Early exploration interest in the onshore part of the region resulted from the thin oil shale deposits discovered near the coast in the Waiau Basin. However, it has only been in the last decade and a half that there has been interest in the offshore area. Over this time, the area out to about 1,000 m water depth has received extensive seismic coverage. Since 1975, two wells have been drilled offshore and two onshore but these had disappointing results.

The subsidence in the basins has been controlled by major faults and has a complicated tectonic history resulting from the response to the regional stresses and the proximity of the area to the southern end of the Alpine Fault and hence Pacific plate margin (Norris and Carter, 1980; Grant, 1985).

While any one of the local histories of the basins is complex, especially during the Late Tertiary, all the basins have a similar framework to their stratigraphy and tectonics.

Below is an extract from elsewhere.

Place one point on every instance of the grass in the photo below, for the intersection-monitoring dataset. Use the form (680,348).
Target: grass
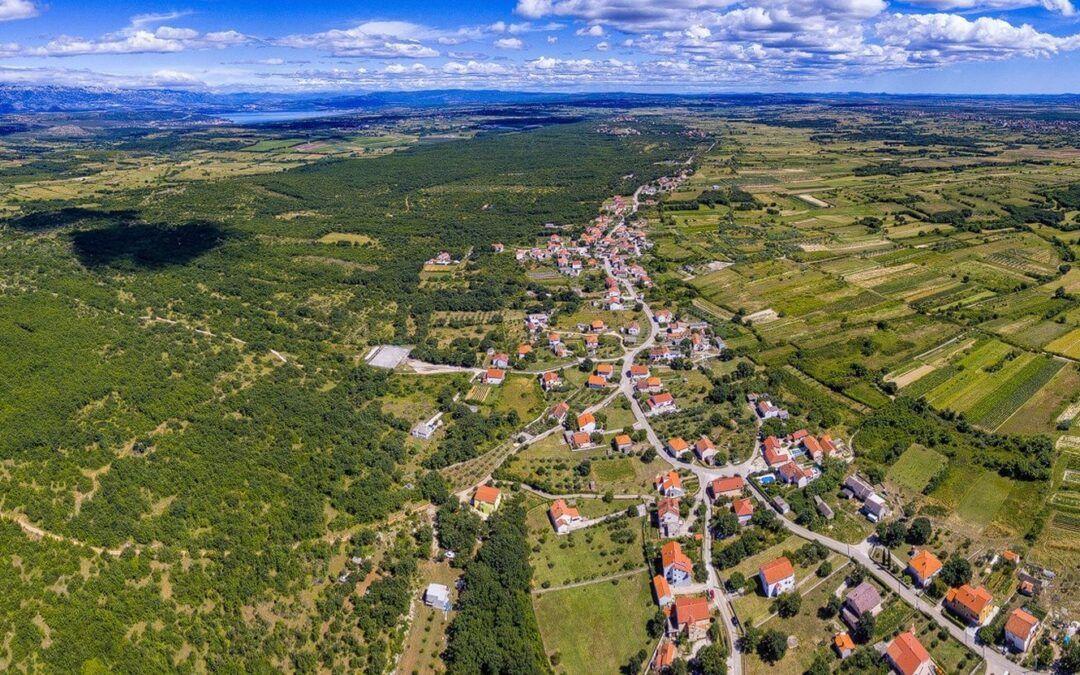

During the Late Cretaceous and Early Tertiary, the initial relief on the stable landscape of mostly Palaeozoic rocks was reduced by erosion and infilling of the block-faulted topography. The Cretaceous to Eocene sediments show relatively steep dips on the regional seismic profiles. They are assumed to be relatively coarse sediments derived from the west of the bounding faults and make up to 3 km of the sequence. The coal measure sequence seen on the eastern margin of the Waiau Basin could well be a major part of these sequences. They occur in a similar situation to those in the Taranaki Basin where the Pakawau coal measures are locally deposited within the middle Cretaceous topography. The mature land-surface during the Late Eocene was abruptly affected by a phase of tectonism which allowed a rapid marine incursion. TTiis resulted in the deposition of coarse breccias, arkosic sandstones and flysch which in the west pass up to chalks and in the east to fine-grained clastic sediments (Norris and Carter, 1980).

The Plio-Pleistocene deposition consisted of further marine clastic sediments in the south but in the north of the Waiau Basin deposits became fluvial and glacial. Throughout the area, these sediments are warped and faulted with Pliocene fault reactivation and the large-scale uplift of the basins (Grant, 1985). The basins have not been uplifted much by comparison to the 9-15 km suggested for the adjacent Fiordland region (Suggate, 1963), although some surface truncation is suggested in seismic profiles. While the uplift is recognizable in the Solander and Waiau region, it is greater in the Balleny Basin where upwards of 1-1.5 km of section loss is shown (Grant, 1985).

Hydrocarbon potential

The 3 km of Cretaceous and lower Tertiary sediments at the base of the basins holds the key to their hydrocarbon potential. These are the Ohai Group coal measures as seen in the eastern margin of the Waiau Basin and the conglomerates and Eocene sands of the western margin.

While the conglomerates would be of no interest as a source of hydrocarbons or as a potential reservoir, the coals are similar to those found in the Taranaki Basin. Such coal measures are therefore the primary objective for exploration as they would provide both the oil and gas source together with reservoir-quality sands.

Whether such coal sequences are buried deep enough to have generated significant hydrocarbons is questionable (Cook, 1988). Because of the widespread uplift since the Pliocene, large volumes of the more mature section may be closer to the surface than normal. Present burial depths cannot therefore be used to exclude the maturation potential of the basins. This is borne out by the Ohai coal measures being on the present-day surface with a rank of high volatile bituminous equivalent to reflectance of 0.53 (Black, 1980). The Late Tertiary marine sequences would provide surficial seal for any trap.

While detailed structural maps have not been made for the Solander Trough basins, the regional work of Grant (1985) suggests that significant to large folded and faulted structures are present.